Olanna, a London-educated, bright young woman, abandoned her wealthy family in the city to live with the professor. She refuses to listen to her mother and father, broke up with her rich boyfriend to come to Kano. Of all the people she has talked to, only her twin-sister, Kainene, who gives her support. Olanna has always been the good daughter and Kainene, is the rebellious one. However, Kainene has a really good business instinct and she stays in the city to help their father’s business. When Olanna is sweet and friendly, Kainene is cool and ruthless. In one of the dinner parties the family have to attend, Kainene meets Richard.
Richard, the third character in the book, is an Englishman who came to Africa to learn about the country, and later decides to write a book about Nigerian culture. He falls in love with Kainene and leaves his mistress and soon moves in with Kainene in her house in Port Harcourt. Kainene strong personality often leaves Richard in wonder whether Kainene really needs him. Richard is determined to complete his book and go to live in Kano, where he has a house to work on his writing. There, he often visits Olanna and the Professor. He becomes the frequent visitor of the Professor’s late-night gathering.
Nigeria has its independence in 1963, but three years later, a bloody coup d’etat began in 1966. Later in 1967, it was followed by a group of Igbo people, including the professor, his friends, Olanna and Kainene, who demanded to be separated from Nigeria and built a new republic, Republic of Biafra. However, Nigeria was not in favour of Biafra and blockade the region from the food supply, caused total starvation and two millions of Biafrans died. In 1970, Biafra surrendered to Nigeria and reintegrated into Nigeria.
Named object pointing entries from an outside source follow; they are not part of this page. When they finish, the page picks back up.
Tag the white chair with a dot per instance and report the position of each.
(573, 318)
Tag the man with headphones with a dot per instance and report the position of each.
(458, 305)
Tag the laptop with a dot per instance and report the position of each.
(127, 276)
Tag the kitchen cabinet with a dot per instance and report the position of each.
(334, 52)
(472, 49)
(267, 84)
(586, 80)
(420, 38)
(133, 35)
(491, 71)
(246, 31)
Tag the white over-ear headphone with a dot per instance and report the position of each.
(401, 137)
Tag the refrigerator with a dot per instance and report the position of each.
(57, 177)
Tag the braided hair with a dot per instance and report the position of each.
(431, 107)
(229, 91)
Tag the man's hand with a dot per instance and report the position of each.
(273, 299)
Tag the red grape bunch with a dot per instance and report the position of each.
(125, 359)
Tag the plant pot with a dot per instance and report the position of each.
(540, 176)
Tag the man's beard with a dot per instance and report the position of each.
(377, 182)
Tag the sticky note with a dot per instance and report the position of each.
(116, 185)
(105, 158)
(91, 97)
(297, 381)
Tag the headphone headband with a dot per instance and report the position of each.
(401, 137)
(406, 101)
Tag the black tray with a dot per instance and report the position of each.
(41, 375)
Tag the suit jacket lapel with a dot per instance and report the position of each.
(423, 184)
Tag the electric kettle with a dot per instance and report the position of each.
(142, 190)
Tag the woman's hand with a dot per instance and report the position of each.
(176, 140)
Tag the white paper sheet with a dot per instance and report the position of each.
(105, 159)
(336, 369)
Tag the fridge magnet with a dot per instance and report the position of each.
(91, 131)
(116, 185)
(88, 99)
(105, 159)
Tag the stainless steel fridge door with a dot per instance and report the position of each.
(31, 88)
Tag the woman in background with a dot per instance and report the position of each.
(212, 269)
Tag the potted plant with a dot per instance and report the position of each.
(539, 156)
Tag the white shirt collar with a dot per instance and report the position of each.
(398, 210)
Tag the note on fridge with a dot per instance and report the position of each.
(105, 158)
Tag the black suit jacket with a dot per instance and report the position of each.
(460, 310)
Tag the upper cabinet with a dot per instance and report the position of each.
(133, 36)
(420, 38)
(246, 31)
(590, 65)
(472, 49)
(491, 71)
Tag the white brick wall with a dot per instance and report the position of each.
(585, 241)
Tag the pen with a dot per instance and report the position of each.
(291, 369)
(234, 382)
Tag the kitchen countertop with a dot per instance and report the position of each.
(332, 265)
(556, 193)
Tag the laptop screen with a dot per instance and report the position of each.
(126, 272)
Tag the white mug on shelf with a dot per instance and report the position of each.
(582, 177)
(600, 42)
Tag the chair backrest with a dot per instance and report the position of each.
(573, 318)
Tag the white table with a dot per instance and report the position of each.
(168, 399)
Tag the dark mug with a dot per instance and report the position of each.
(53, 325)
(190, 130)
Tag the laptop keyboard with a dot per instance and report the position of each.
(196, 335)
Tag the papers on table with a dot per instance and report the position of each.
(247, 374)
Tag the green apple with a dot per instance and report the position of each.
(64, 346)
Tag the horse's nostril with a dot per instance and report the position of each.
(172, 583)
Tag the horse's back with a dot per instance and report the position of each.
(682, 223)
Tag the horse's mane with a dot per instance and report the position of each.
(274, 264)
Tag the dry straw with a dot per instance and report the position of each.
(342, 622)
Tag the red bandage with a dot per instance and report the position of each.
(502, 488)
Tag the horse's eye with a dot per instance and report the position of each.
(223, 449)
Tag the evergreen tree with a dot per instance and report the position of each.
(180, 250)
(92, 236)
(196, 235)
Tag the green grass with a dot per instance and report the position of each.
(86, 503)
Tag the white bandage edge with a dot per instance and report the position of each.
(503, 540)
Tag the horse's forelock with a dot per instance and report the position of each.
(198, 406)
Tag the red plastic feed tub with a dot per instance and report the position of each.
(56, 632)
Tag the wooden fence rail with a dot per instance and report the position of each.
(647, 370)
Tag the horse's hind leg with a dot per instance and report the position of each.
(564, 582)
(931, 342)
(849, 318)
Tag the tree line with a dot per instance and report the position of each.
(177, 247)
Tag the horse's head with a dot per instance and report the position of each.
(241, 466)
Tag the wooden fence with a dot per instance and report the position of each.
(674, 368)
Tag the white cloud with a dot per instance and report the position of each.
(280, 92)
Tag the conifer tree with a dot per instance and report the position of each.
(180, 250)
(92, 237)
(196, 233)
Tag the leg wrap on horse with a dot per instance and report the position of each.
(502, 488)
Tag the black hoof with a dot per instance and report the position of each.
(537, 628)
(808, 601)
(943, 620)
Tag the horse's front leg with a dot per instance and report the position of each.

Adichie illustrates the starvation and the dying people of Biafrans so vividly. Reading it, I could feel the fear of the people, the hope, and then, the realisation that they would never win. She describes the degradation of Olanna’s lives so well that often I thought: wait, it got worse? Reading this book, I learned a lot about a country that I had been ignorant about.
I think what strikes as a bit odd in the story is the females. They are portrayed as strong, independent women. I don’t think that there is anything wrong with strong female characters, but often wonder if Adichie tries to instil what she believes women should be rather than what women were really like during those years in Nigeria. When at her Tedtalk she mentioned that even nowadays women in Nigeria were still faced inequality, I wonder what had it really been like in the 1960s. However, this book is dedicated to both of her grandmothers who survived the war, no doubt there were strong women those days. I just wished the female characters were portrayed less-modern but equally strong and a survivor.
Another reason I gave it a three-star in Goodreads is that of the drama that messes up the characters’ lives. Often I feel that they are not necessary but looking back, probably they are a good way to illustrate the characters’ personalities when they are facing danger. Half of the Yellow Sun shows that ideology and dream can crush someone mercilessly but it also shows that in a time when one has to fight for her life and her family’s life, to witness the fall of her nation, to be able to smell deaths and to be in constant fear of a bomb falling on her roof, we must go on and forget our personal affairs.
“There are some things that are so unforgivable that they make other things easily forgivable.”
― Chimamanda Ngozi Adichie,
This edition of ‘Half of the Yellow Sun’ was published by 4th Estate.